ExAC browser
A lightweight, flexible browser framework to display large population datasets of genetic variation. ExAC browser provides gene- and transcript-centric displays of variation, a critical view for clinical applications. Additionally, it provides a variant display, which includes population frequency and functional annotation data as well as short read support for the called variant. This browser is an open-source, freely available and has already been used extensively by clinical laboratories worldwide.
Vancouver Short Read Analysis
A package for collating and searching across thousands of next-generation sequence (NGS) samples. Vancouver Short Read Analysis provides a database can be installed easily to rapidly access and store genetic variation information, compare data from any sequencing platform and perform aggregate analyses. The schema of the database makes rapid and insightful queries simple and enables easy annotation of novel or known genetic variations.
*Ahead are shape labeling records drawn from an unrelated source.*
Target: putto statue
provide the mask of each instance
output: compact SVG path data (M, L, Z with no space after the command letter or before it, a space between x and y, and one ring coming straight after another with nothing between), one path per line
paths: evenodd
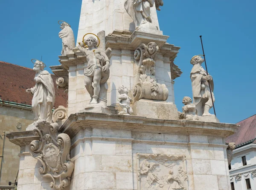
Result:
M162 0L125 0L125 8L135 23L136 30L138 30L143 25L152 23L150 17L150 8L153 7L155 3L157 9L160 11L159 6L163 5ZM148 24L146 27L153 27L152 29L158 29L156 26L151 26L152 24Z
M60 24L61 22L62 23ZM75 37L70 26L66 22L59 20L59 24L61 30L59 33L59 37L62 40L61 55L73 53L72 49L76 47Z
M110 62L106 52L111 51L111 49L104 51L98 49L100 42L97 36L98 41L93 36L84 40L84 36L82 43L79 43L79 46L77 48L86 56L88 62L84 69L84 85L91 98L90 104L98 104L99 101L106 102L107 90L105 84L109 77Z
M195 105L192 104L192 100L188 96L183 98L182 103L185 106L182 107L182 112L180 118L186 120L198 120L198 116L196 115Z
M117 97L117 100L119 106L122 109L122 111L120 112L119 114L128 115L132 115L133 111L130 106L131 98L128 96L128 89L124 85L122 85L118 88L118 92L120 95Z
M230 164L233 159L233 150L236 148L236 143L234 142L229 143L227 148L227 164L228 165Z
M190 72L192 82L192 91L193 102L199 116L212 115L209 110L213 106L212 102L215 99L213 95L213 81L212 78L207 75L207 72L201 66L204 60L199 55L195 55L191 59L190 63L194 66ZM209 84L208 81L209 81ZM210 91L210 85L212 99Z
M34 81L36 84L26 92L33 95L32 109L35 116L35 121L43 119L52 123L52 110L55 101L53 81L49 72L44 70L45 64L35 59L31 61L34 64L33 70L36 74Z

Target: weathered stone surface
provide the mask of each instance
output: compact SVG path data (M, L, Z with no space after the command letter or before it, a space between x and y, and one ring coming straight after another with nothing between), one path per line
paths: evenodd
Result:
M176 105L167 102L140 100L134 103L133 107L135 115L154 119L178 119Z

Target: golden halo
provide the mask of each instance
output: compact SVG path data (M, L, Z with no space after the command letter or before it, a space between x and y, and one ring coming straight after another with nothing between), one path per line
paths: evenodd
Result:
M69 24L68 23L67 23L67 22L65 22L64 20L59 20L58 21L58 24L60 25L60 26L61 26L61 24L60 24L60 22L62 22L63 23L67 23L67 24L68 24L69 26L70 26L70 24Z
M46 65L45 64L44 64L44 63L43 61L41 61L41 60L37 60L37 59L31 59L31 62L32 62L32 63L33 63L33 64L34 64L34 65L35 65L35 62L33 62L33 60L35 60L36 61L37 61L37 60L38 60L38 61L40 61L40 62L41 62L41 63L43 63L43 65L44 65L44 67L46 67Z
M96 36L97 37L97 38L98 38L98 41L99 42L99 43L98 44L97 44L97 47L99 47L99 44L100 43L100 40L99 40L99 37L98 37L98 36L97 35L95 35L94 34L92 33L87 33L85 35L84 35L84 37L83 37L83 43L84 43L84 46L85 46L85 47L86 47L87 48L88 46L84 43L84 37L85 37L85 36L86 35L95 35L95 36Z
M190 60L190 63L192 64L192 63L191 63L191 61L192 61L192 60L193 60L193 59L194 59L196 57L197 57L197 56L204 56L204 55L195 55L195 56L193 56L193 58L191 58L191 60Z

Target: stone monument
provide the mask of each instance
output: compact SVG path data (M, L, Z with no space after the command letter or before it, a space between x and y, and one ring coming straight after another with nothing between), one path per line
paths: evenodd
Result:
M21 147L18 190L231 190L225 138L238 127L208 115L212 78L198 56L194 104L184 98L179 118L180 48L160 30L163 5L83 0L76 47L50 67L67 107L33 131L7 135Z

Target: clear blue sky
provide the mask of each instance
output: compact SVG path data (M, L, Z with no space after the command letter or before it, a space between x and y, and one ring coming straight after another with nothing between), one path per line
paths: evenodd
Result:
M256 1L164 2L157 12L160 29L170 36L168 43L181 47L175 61L183 72L175 85L178 109L183 96L192 97L189 61L202 54L202 35L215 83L218 118L234 123L256 114ZM30 59L42 55L47 66L59 64L61 42L57 22L68 22L76 39L81 3L81 0L0 1L0 60L32 68Z

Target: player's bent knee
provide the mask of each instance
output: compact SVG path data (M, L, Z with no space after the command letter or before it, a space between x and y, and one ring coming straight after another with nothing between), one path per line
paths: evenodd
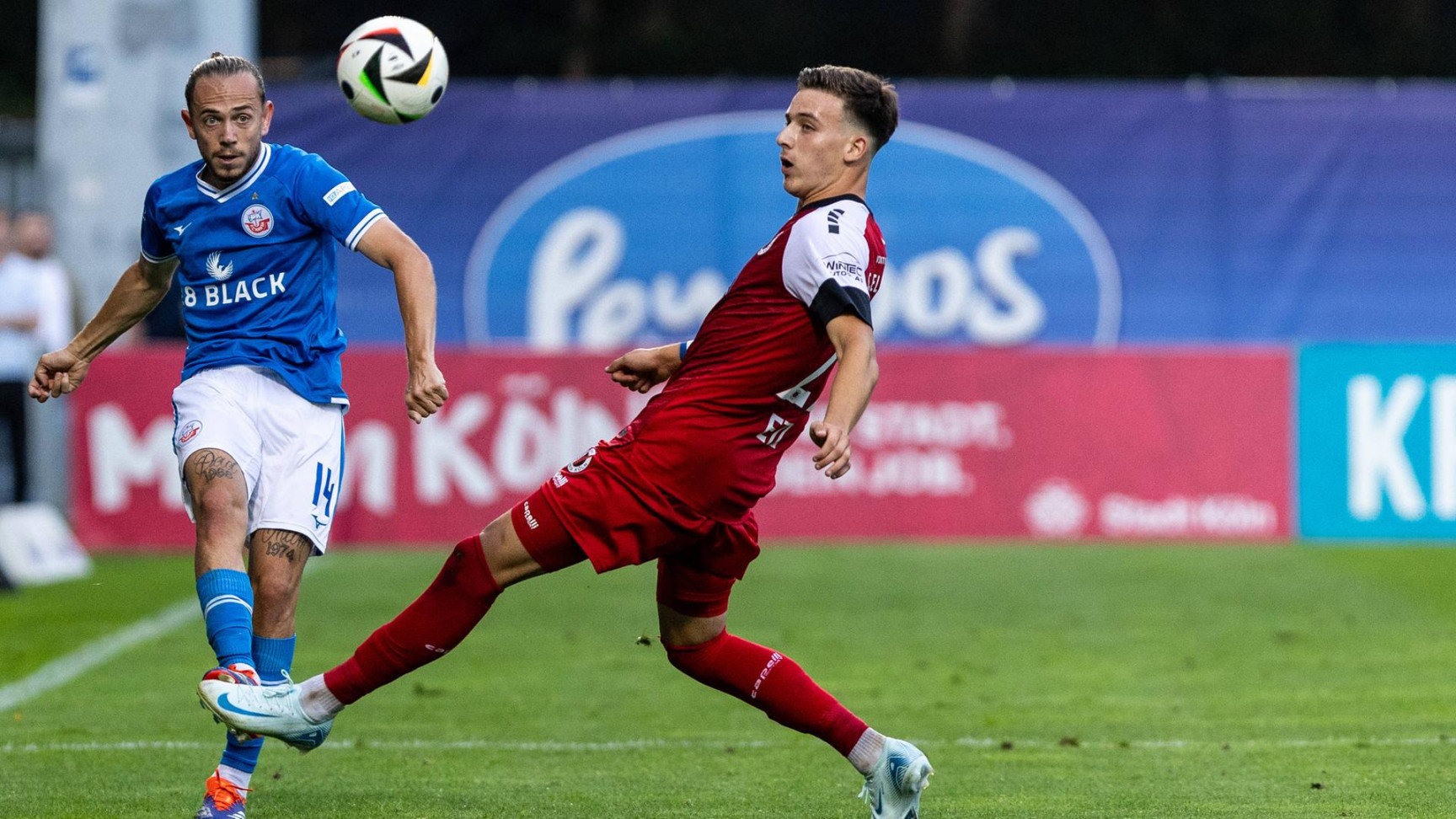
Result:
M480 532L480 551L485 554L485 564L491 568L491 574L502 589L543 571L540 564L526 551L526 545L521 544L510 513L496 517Z
M662 644L668 648L711 643L728 628L728 615L689 616L661 603L657 606L657 621L662 631ZM668 656L671 657L671 651Z
M210 484L192 497L192 509L199 520L248 519L248 498L230 484Z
Filtering can be done by utilizing annotations, matched pair datasets or datasets marked as non-cancer for separating polymorphisms from putative variants.
A package to explore and visualize a collection of mutational patterns that are relevant for deciphering which mutational processes have been active in a sample. MutationalPatterns facilitates both (1) de novo mutational signature extraction and (2) quantification of the contribution of user-specified mutational signatures. While the first approach can be used to identify new mutational signatures, this is only meaningful for datasets with a large number of samples with diverse mutation spectra, as it relies on the dimensionality reduction method non-negative matrix factorization (NMF). The second approach can be used to study the activity of mutational processes in a single sample, and to further characterize previously-identified mutational signatures by assessing their contribution in different systems or under different conditions.
IGSR / International Genome Sample Resource
Expands in data type and population diversity the resources from the 1000 Genomes Project. IGSR represents the largest open collection of human variation data and provides easy access to these resources. IGSR was established in 2015 to maintain and extend the 1000 Genomes Project data, which has been widely used as a reference set of human variation and by researchers developing analysis methods. IGSR has mapped all of the 1000 Genomes sequence to the newest human reference (GRCh38), and will release updated variant calls to ensure maximal usefulness of the existing data. IGSR is collecting new structural variation data on the 1000 Genomes samples from long read sequencing and other technologies, and will collect relevant functional data into a single comprehensive resource. IGSR is extending coverage with new populations sequenced by collaborating groups.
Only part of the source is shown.